Just on the Step 3 for Melbourne.
RATING VICTORIA’S COVID-19 ROADMAP
Epidemiologist Professor Tony Blakely gives Victoria’s Roadmap out of the COVID-19 restrictions 8 out of 10 – noting there may be scope for easing some restrictions sooner
By Professor Tony Blakely, University of Melbourne
Victoria’s Roadmap out of the COVID-19 restrictions is good but there are grounds for tweaking it, says University of Melbourne expert Professor Tony Blakely
pursuit.unimelb.edu.au
Extract (and my bolding):
Which only leaves one trigger – moving to Step 3.
This is the one we were charged with focusing on in our modelling. It’s also the one everyone is focusing on and using to judge the Roadmap.
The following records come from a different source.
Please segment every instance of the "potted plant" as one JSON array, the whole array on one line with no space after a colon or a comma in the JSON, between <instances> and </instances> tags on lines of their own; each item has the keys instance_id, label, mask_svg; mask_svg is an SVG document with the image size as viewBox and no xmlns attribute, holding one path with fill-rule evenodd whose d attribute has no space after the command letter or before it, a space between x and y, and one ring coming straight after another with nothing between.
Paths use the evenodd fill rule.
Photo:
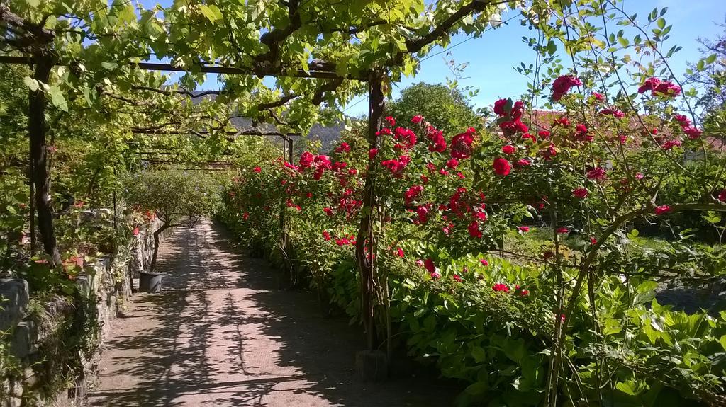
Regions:
<instances>
[{"instance_id":1,"label":"potted plant","mask_svg":"<svg viewBox=\"0 0 726 407\"><path fill-rule=\"evenodd\" d=\"M152 211L161 222L153 232L151 264L139 276L140 291L156 293L164 275L156 271L161 233L171 227L192 227L211 214L219 200L219 183L203 172L172 167L139 172L127 180L125 189L129 204Z\"/></svg>"}]
</instances>

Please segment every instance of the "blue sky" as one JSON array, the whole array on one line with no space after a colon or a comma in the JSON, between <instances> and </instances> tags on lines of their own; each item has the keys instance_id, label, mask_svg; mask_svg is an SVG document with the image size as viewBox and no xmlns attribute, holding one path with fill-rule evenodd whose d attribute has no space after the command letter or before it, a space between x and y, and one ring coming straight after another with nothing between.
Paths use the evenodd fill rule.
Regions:
<instances>
[{"instance_id":1,"label":"blue sky","mask_svg":"<svg viewBox=\"0 0 726 407\"><path fill-rule=\"evenodd\" d=\"M168 5L171 0L142 0L147 7L156 3ZM682 75L687 62L696 62L701 57L698 51L698 38L713 38L722 28L716 22L723 22L726 17L726 0L624 0L624 8L628 14L637 13L639 20L647 22L647 14L654 8L668 7L665 15L668 24L672 25L670 38L666 43L666 49L673 45L680 45L683 49L677 53L669 63L677 75ZM503 16L504 20L513 17L511 12ZM484 33L479 38L473 38L457 45L468 37L455 36L447 51L439 55L425 59L421 64L418 74L412 77L404 77L396 84L393 97L398 96L400 91L412 83L445 83L450 70L444 58L453 59L457 64L467 63L464 72L468 79L460 80L460 86L472 86L479 90L478 95L471 101L476 107L491 106L499 98L515 98L526 91L526 79L517 72L513 67L520 62L529 64L534 62L534 54L522 42L522 36L531 36L532 32L519 24L515 18L509 25ZM444 51L434 49L430 55ZM267 80L267 81L272 80ZM209 77L202 89L219 88L216 77ZM356 98L348 104L345 113L350 116L367 114L367 104Z\"/></svg>"}]
</instances>

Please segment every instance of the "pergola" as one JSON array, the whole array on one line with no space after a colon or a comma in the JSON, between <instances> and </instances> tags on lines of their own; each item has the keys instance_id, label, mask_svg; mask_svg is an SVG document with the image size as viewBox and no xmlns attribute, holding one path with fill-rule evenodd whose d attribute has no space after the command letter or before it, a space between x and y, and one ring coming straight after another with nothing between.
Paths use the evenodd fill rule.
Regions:
<instances>
[{"instance_id":1,"label":"pergola","mask_svg":"<svg viewBox=\"0 0 726 407\"><path fill-rule=\"evenodd\" d=\"M181 66L168 63L150 62L128 62L128 66L139 70L149 71L166 72L195 72L202 73L224 74L227 75L253 75L258 77L271 76L276 77L296 77L307 79L327 80L317 87L312 97L314 104L320 104L327 93L333 92L346 80L364 82L367 84L369 116L368 116L368 142L371 148L379 146L379 138L376 133L381 127L381 122L386 109L386 84L391 80L391 67L401 67L406 63L407 57L420 57L428 51L431 44L434 44L444 38L448 38L452 31L458 30L458 25L464 19L476 13L480 13L487 9L487 7L496 7L499 4L494 0L472 0L455 9L446 9L445 14L435 26L426 27L425 32L406 38L394 52L386 60L370 66L362 72L351 75L347 72L340 73L337 70L337 64L333 61L313 60L308 62L307 67L303 69L300 66L286 66L282 64L279 59L280 50L286 40L290 37L302 25L301 9L303 4L300 0L290 0L281 2L287 9L289 22L287 25L274 27L264 33L260 43L266 46L268 51L254 56L253 63L248 66L222 65L213 63L200 62L193 67ZM489 20L484 21L484 25ZM374 28L385 24L385 20L377 18L368 23L355 24L352 22L347 27L330 30L330 33L342 33L351 35L351 38L357 34L364 33ZM56 33L44 28L42 24L37 24L26 20L12 13L7 7L0 5L0 24L4 25L6 30L14 33L11 35L17 37L17 42L23 43L21 47L23 55L0 56L0 63L22 64L30 66L33 70L33 78L41 83L47 83L51 69L54 65L71 64L65 60L62 55L58 54L52 45ZM480 23L481 24L481 23ZM1 26L0 26L1 27ZM483 31L480 29L480 32ZM15 40L14 40L15 41ZM353 41L352 39L351 41ZM144 89L146 91L163 93L163 90ZM285 106L290 100L299 96L299 94L287 94L282 96L279 100L261 104L258 108L261 109L272 109ZM47 170L46 157L46 122L45 122L46 94L41 90L31 91L29 93L29 124L28 136L30 139L30 177L31 185L34 188L35 207L37 210L39 232L43 240L43 245L46 253L53 257L57 262L60 256L56 247L55 238L53 235L52 209L49 199L49 174ZM139 130L140 132L141 130ZM164 130L157 134L166 133L174 133L174 130ZM182 131L183 134L195 135L205 135L203 132ZM259 133L241 134L236 132L227 132L224 134L228 137L237 135L262 135ZM290 138L293 134L274 133L264 135L280 137L286 145L286 159L293 161L293 141ZM363 211L358 233L356 240L356 261L361 272L361 295L363 322L365 327L367 343L370 349L374 348L374 340L376 336L375 332L374 316L375 303L374 293L379 282L377 281L375 272L375 264L366 256L367 249L372 248L375 240L373 230L373 219L376 216L375 209L377 208L376 185L378 180L376 174L377 162L371 159L369 162L369 177L367 177L363 192L363 206L369 210ZM281 222L284 225L283 219ZM284 227L283 227L284 230ZM282 244L285 245L283 237Z\"/></svg>"}]
</instances>

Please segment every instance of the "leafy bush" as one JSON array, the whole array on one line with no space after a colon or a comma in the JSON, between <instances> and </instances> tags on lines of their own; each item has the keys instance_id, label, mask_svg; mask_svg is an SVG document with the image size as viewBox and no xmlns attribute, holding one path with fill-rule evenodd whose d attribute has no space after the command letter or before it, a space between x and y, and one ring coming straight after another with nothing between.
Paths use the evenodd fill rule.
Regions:
<instances>
[{"instance_id":1,"label":"leafy bush","mask_svg":"<svg viewBox=\"0 0 726 407\"><path fill-rule=\"evenodd\" d=\"M147 170L126 182L129 205L154 212L161 225L154 231L154 253L150 270L156 266L159 235L170 227L194 226L213 213L219 202L221 186L204 172L176 168Z\"/></svg>"}]
</instances>

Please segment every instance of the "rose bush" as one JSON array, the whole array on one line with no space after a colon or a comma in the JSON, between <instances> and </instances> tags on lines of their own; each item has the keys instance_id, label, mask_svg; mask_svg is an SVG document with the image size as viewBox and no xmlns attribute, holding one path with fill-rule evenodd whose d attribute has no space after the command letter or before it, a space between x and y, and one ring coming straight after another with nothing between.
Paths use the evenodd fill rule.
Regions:
<instances>
[{"instance_id":1,"label":"rose bush","mask_svg":"<svg viewBox=\"0 0 726 407\"><path fill-rule=\"evenodd\" d=\"M280 248L282 208L288 251L356 319L356 226L369 210L363 180L375 160L375 175L385 181L377 185L379 234L367 256L386 276L390 316L411 353L438 355L444 375L471 382L462 400L539 403L558 360L559 391L574 400L597 400L606 377L613 403L715 397L726 367L717 356L726 350L725 314L659 306L650 279L718 278L723 250L689 243L686 235L659 250L633 250L637 230L628 222L722 210L710 192L722 181L707 189L698 182L723 156L683 162L683 151L701 140L683 137L690 126L672 122L669 109L660 117L621 117L601 114L603 96L560 99L552 130L537 135L522 121L523 104L511 100L495 104L501 135L464 129L449 139L425 117L408 126L388 118L375 152L354 133L330 156L306 151L297 164L280 159L244 171L225 219L248 242ZM644 132L633 120L661 131ZM682 142L666 149L666 138ZM523 223L557 232L534 256L501 247L513 232L525 238ZM566 338L560 347L558 332ZM655 372L646 374L648 366Z\"/></svg>"}]
</instances>

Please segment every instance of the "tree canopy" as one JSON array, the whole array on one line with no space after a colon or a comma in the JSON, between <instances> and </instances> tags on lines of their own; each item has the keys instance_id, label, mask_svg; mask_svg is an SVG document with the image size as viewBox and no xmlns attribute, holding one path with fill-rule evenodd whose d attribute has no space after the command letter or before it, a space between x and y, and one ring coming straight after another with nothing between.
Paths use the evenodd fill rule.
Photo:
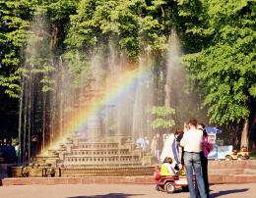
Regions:
<instances>
[{"instance_id":1,"label":"tree canopy","mask_svg":"<svg viewBox=\"0 0 256 198\"><path fill-rule=\"evenodd\" d=\"M160 92L167 41L175 29L191 82L186 91L198 94L212 124L241 130L246 122L255 122L255 15L254 0L0 0L0 103L8 106L1 118L11 112L18 122L26 65L33 66L30 73L38 74L40 88L50 97L60 88L53 84L62 76L63 59L69 62L65 70L72 85L81 88L83 76L92 74L90 57L110 44L130 62L139 62L141 55L154 58L154 80L159 80L154 90ZM45 31L35 35L44 40L37 50L45 56L27 60L35 16L46 22Z\"/></svg>"}]
</instances>

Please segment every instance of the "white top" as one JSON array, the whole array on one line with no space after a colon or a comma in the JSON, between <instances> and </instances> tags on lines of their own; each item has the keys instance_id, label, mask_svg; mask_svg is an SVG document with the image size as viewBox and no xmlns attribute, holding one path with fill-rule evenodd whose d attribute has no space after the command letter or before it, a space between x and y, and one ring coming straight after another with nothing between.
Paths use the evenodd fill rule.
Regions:
<instances>
[{"instance_id":1,"label":"white top","mask_svg":"<svg viewBox=\"0 0 256 198\"><path fill-rule=\"evenodd\" d=\"M191 128L184 132L180 145L184 151L199 153L202 151L203 131Z\"/></svg>"}]
</instances>

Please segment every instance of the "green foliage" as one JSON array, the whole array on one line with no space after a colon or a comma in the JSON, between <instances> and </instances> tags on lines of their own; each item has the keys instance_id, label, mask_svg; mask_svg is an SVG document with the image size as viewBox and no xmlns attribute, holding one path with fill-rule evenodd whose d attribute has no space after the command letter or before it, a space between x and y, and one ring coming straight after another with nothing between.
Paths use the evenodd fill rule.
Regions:
<instances>
[{"instance_id":1,"label":"green foliage","mask_svg":"<svg viewBox=\"0 0 256 198\"><path fill-rule=\"evenodd\" d=\"M26 0L0 1L0 86L10 97L19 97L21 47L25 43L31 6Z\"/></svg>"},{"instance_id":2,"label":"green foliage","mask_svg":"<svg viewBox=\"0 0 256 198\"><path fill-rule=\"evenodd\" d=\"M255 97L255 2L203 3L206 13L199 16L204 16L204 25L187 25L186 32L211 39L184 62L202 89L211 121L240 123L249 117Z\"/></svg>"},{"instance_id":3,"label":"green foliage","mask_svg":"<svg viewBox=\"0 0 256 198\"><path fill-rule=\"evenodd\" d=\"M153 106L151 113L156 117L156 119L151 124L151 126L154 129L167 129L175 124L174 121L171 119L171 116L175 114L175 110L170 107Z\"/></svg>"}]
</instances>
As pointed out earlier, the trigger proposed in the Roadmap to get to Step 3 is a 14-day average of less than five cases per day, and less than five mystery cases in total over the last 14 days.
Ouch – that is tough. By this standard, NSW wouldn’t be at this step.
Our modelling suggested that easing too soon from Step 2 (that is from Stage 3-like restrictions) increases the risk of a lockdown by Christmas. But while our model is clever, it’s not so clever that it can incorporate all nuance.
For example, mystery versus non-mystery cases, and being able to isolate clusters of highly interconnected cases from more disperse cases.
That requires expert judgement.
If we can keep mystery cases low and keep clusters isolated, and we are mostly aiming for tight suppression with elimination only as a welcome bonus, then I think we could relax the trigger for getting to Step 3.
Moreover, we should recognise the growing expertise of our public health workforce to sledgehammer outbreaks early, and contact trace. And we could evolve to smart mask policy including requiring better fitting masks on public transport and busy indoor environments.
These factors should increase our protection from a resurgence.
These tweaks – I argue – could see us transition safely to Step 3 at a higher threshold than five cases on average per day, and considerably earlier than the October 26 target, without too much increased risk.
So, that is a score of three out of five on Triggers: one point lost for that all important transition to Step 3, and half a point off for each of the next two Triggers due to lack of clarity about mystery cases.
A total score of 8 out of 10.
Overall, this Roadmap is good. It is transparent. And we can tweak it to become even better as we go.
Dan and the Health Officers have stated that they reserve the right to change things, and today we saw that with the Dining Rules (ie moving straight to indoor dining, and not outdoor dining only).
If the
five mystery cases in total over the last 14 days. requirement remains then this looks to be the requirement that will determine when Step 3 in Melbourne occurs as we will soon be under the 14 day average of 5 re day requirement. (Note was a typo at 50, changed to 5)
On the 14 day measures mystery cases are about 11 % of 14 day cases. If that % remained it would mean that 14 day cases would need to have dropped to about 55 cases. (Last 14 days is 741 cases).
On the hopeful side daily cases have been dropping steadily. On the negative side cases could flatten off, and indeed over the last five days have flattened off which is more than a tad worrying.
With few restrictions NZ, Qld and NSW ( all with different settings) recent experience shows that if restrictions are few that reducing the case rate is a very slow process and so easing restrictions now in Melbourne to Step 3 would seem to be off the table till at least the daily case rate drops to say 3 - 9 per today.
Hopefully the recent flattening is just an iterative step. But who knows......
Alternatively if unknown cases do plummet that may cause some re-assessment as well. With lower cases per day it should easier to get a quite low unknown number of cases per day.